The schedules are signed under penalty of perjury. Just for certainty, let me say it again: your client signs the schedules under penalty of perjury.
My partner reported a scene from a 341 meeting she attended while I was on vacation: the case ahead of ours sported a schedule J that was blank, while the debtor had a $4,000 month income. Questioned by the trustee, debtor’s counsel replied that the debtor lived with his parents and had no expenses. Oh, said the trustee, then he has $4000 a month in disposable income he could use to pay his creditors?
Then the sputtering and backtracking started. Well, no…he pays…. You can imagine the rest of the scene.

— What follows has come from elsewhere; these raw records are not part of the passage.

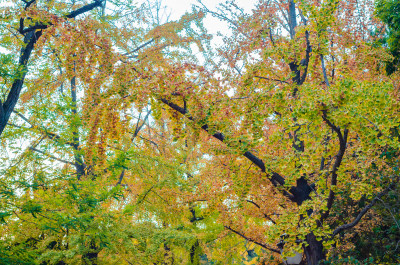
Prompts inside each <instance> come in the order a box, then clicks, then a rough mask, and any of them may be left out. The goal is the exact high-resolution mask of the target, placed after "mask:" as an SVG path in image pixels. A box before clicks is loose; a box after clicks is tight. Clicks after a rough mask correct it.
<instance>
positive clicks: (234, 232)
mask: <svg viewBox="0 0 400 265" xmlns="http://www.w3.org/2000/svg"><path fill="white" fill-rule="evenodd" d="M224 227H225V228H226V229H228V230H229V231H231V232H233V233H235V234H237V235H239V236H241V237H243V238H244V239H246V240H247V241H250V242H252V243H254V244H256V245H259V246H260V247H262V248H265V249H268V250H269V251H272V252H275V253H279V254H281V252H280V251H279V249H276V248H271V247H269V246H267V245H265V244H263V243H260V242H257V241H255V240H254V239H251V238H249V237H247V236H245V235H243V234H242V233H240V232H238V231H236V230H234V229H232V228H231V227H229V226H227V225H224Z"/></svg>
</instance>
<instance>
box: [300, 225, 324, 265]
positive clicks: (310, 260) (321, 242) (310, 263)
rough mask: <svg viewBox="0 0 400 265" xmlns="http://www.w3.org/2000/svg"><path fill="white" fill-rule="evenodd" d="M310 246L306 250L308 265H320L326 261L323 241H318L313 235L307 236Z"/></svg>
mask: <svg viewBox="0 0 400 265" xmlns="http://www.w3.org/2000/svg"><path fill="white" fill-rule="evenodd" d="M306 242H307V243H308V246H307V247H305V248H304V253H305V255H306V259H307V265H318V264H319V262H320V261H321V260H324V259H325V253H324V249H323V246H322V241H318V240H317V238H316V237H315V235H314V234H313V233H310V234H308V235H307V236H306Z"/></svg>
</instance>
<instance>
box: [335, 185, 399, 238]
mask: <svg viewBox="0 0 400 265" xmlns="http://www.w3.org/2000/svg"><path fill="white" fill-rule="evenodd" d="M396 184H397V181H394V182H392V183H391V184H390V185H389V186H388V187H386V189H384V190H383V191H382V192H380V193H378V195H376V197H375V198H374V199H373V200H372V201H371V202H370V203H369V204H368V205H367V206H365V207H364V209H362V211H361V212H360V213H359V214H358V215H357V217H356V218H355V219H354V220H353V221H352V222H351V223H348V224H344V225H341V226H339V227H338V228H336V229H335V230H334V231H333V232H332V236H336V235H337V234H339V233H340V232H342V231H344V230H347V229H350V228H353V227H354V226H356V225H357V224H358V223H359V222H360V221H361V218H363V216H364V215H365V214H366V213H367V212H368V211H369V210H370V209H371V208H372V207H373V206H374V205H375V204H376V202H377V201H379V200H380V199H381V198H382V197H383V196H384V195H386V194H387V193H388V192H389V191H390V190H391V189H392V188H394V187H395V186H396Z"/></svg>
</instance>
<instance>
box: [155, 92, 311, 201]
mask: <svg viewBox="0 0 400 265" xmlns="http://www.w3.org/2000/svg"><path fill="white" fill-rule="evenodd" d="M160 100H161V102H163V103H165V104H166V105H168V106H169V107H171V108H172V109H174V110H176V111H177V112H179V113H181V114H183V115H185V116H186V118H187V119H189V120H191V121H195V119H194V118H193V117H192V116H191V115H190V114H189V113H188V111H187V110H186V109H184V108H182V107H180V106H178V105H176V104H175V103H173V102H170V101H169V100H167V99H165V98H160ZM201 128H202V129H203V130H204V131H206V132H207V133H209V134H210V135H211V136H213V137H214V138H215V139H218V140H219V141H221V142H224V140H225V136H224V135H223V134H222V133H221V132H216V133H214V134H211V133H210V129H209V126H208V125H207V124H205V125H203V126H201ZM243 155H244V156H245V157H246V158H247V159H249V160H250V161H251V162H252V163H253V164H254V165H256V166H257V167H258V168H259V169H261V171H262V172H263V173H267V172H266V168H265V164H264V162H263V161H262V160H261V159H259V158H258V157H257V156H255V155H254V154H253V153H251V152H250V151H246V152H245V153H244V154H243ZM266 176H267V178H268V179H269V180H270V181H271V183H272V184H273V185H274V186H275V187H279V188H282V189H281V192H282V194H283V195H285V196H286V197H287V198H289V199H290V200H291V201H293V202H296V203H297V204H299V205H300V204H301V203H302V202H303V201H304V199H306V198H308V195H309V193H310V192H311V190H312V189H311V187H310V186H309V185H308V184H307V181H306V180H305V179H304V178H300V179H298V181H297V186H292V187H290V189H289V192H288V191H287V190H286V189H284V188H283V186H284V185H285V178H284V177H282V176H281V175H279V174H278V173H276V172H271V173H267V174H266Z"/></svg>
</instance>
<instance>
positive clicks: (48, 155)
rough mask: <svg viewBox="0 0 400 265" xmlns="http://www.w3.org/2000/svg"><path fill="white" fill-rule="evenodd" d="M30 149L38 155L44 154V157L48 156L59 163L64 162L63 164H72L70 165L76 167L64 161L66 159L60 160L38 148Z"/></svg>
mask: <svg viewBox="0 0 400 265" xmlns="http://www.w3.org/2000/svg"><path fill="white" fill-rule="evenodd" d="M29 149H30V150H32V151H35V152H38V153H40V154H42V155H45V156H47V157H49V158H51V159H54V160H57V161H59V162H62V163H64V164H70V165H73V166H74V165H75V164H74V163H72V162H69V161H67V160H64V159H60V158H58V157H55V156H53V155H50V154H47V153H46V152H44V151H42V150H39V149H36V148H34V147H29Z"/></svg>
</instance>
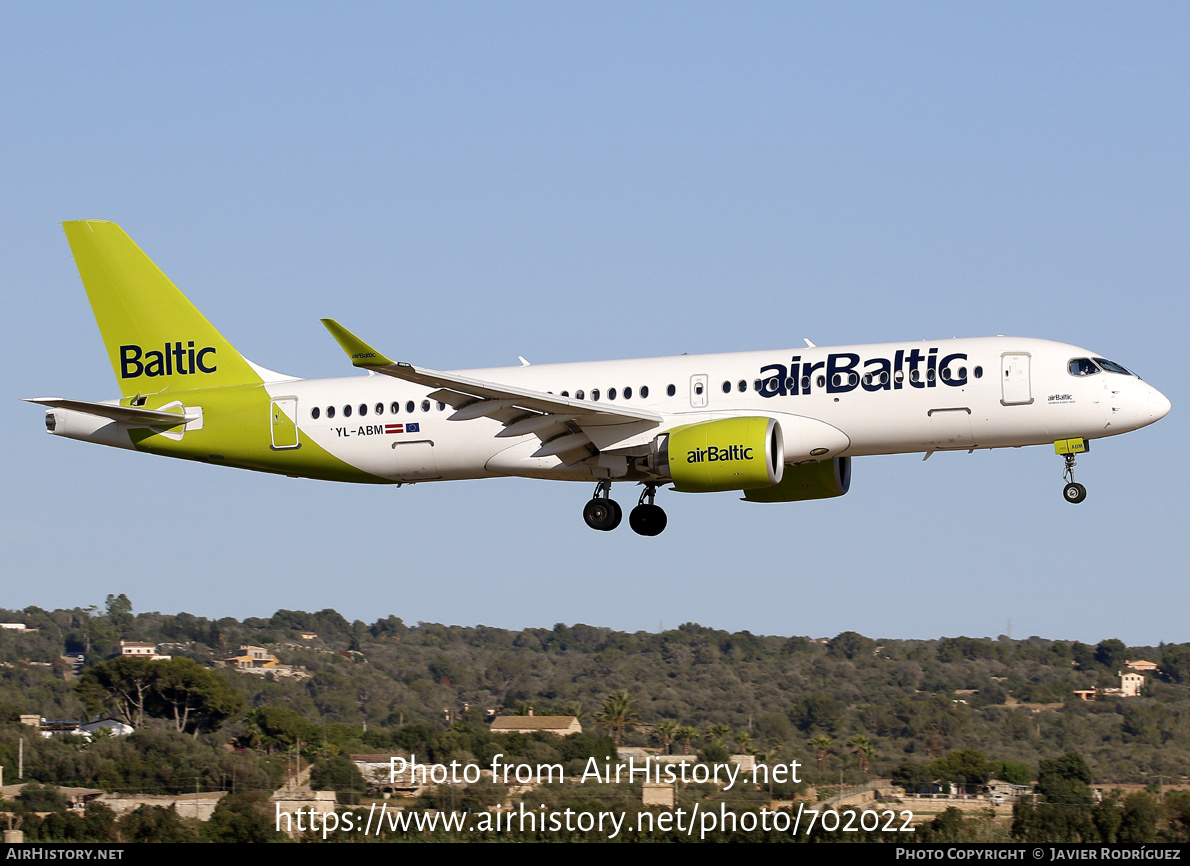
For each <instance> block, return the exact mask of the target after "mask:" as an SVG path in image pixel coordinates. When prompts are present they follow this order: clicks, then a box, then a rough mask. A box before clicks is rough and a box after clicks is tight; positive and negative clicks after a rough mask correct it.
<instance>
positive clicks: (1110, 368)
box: [1095, 358, 1136, 376]
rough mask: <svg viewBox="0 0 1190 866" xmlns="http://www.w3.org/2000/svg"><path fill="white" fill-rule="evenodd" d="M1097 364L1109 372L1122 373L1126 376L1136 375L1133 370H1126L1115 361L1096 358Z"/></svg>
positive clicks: (1099, 358)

I wince when clients are asked to sign the B-22 under penalty of perjury, since which of them can possibly know what it’s about and whether it’s right? Hell, I’m not sure that we know for sure was is “right” about lots of the means test. But that’s different than the day to day expenses of living. The debtor is going to have a hard time explaining away his statement under penalty of perjury that he has no living expenses. And a harder time paying 100% of his after tax income to creditors.
In the end, it will come back to inadequate representation. The lawyer for this poor debtor will rightfully take the hit for this debacle. The lawyer, who undoubtedly thinks bankruptcy is just about filling out forms, will get no referrals from his publically exposed client. Our profession suffers.
I’m so glad you’re here, working through what it takes to be a top notch consumer bankruptcy lawyer.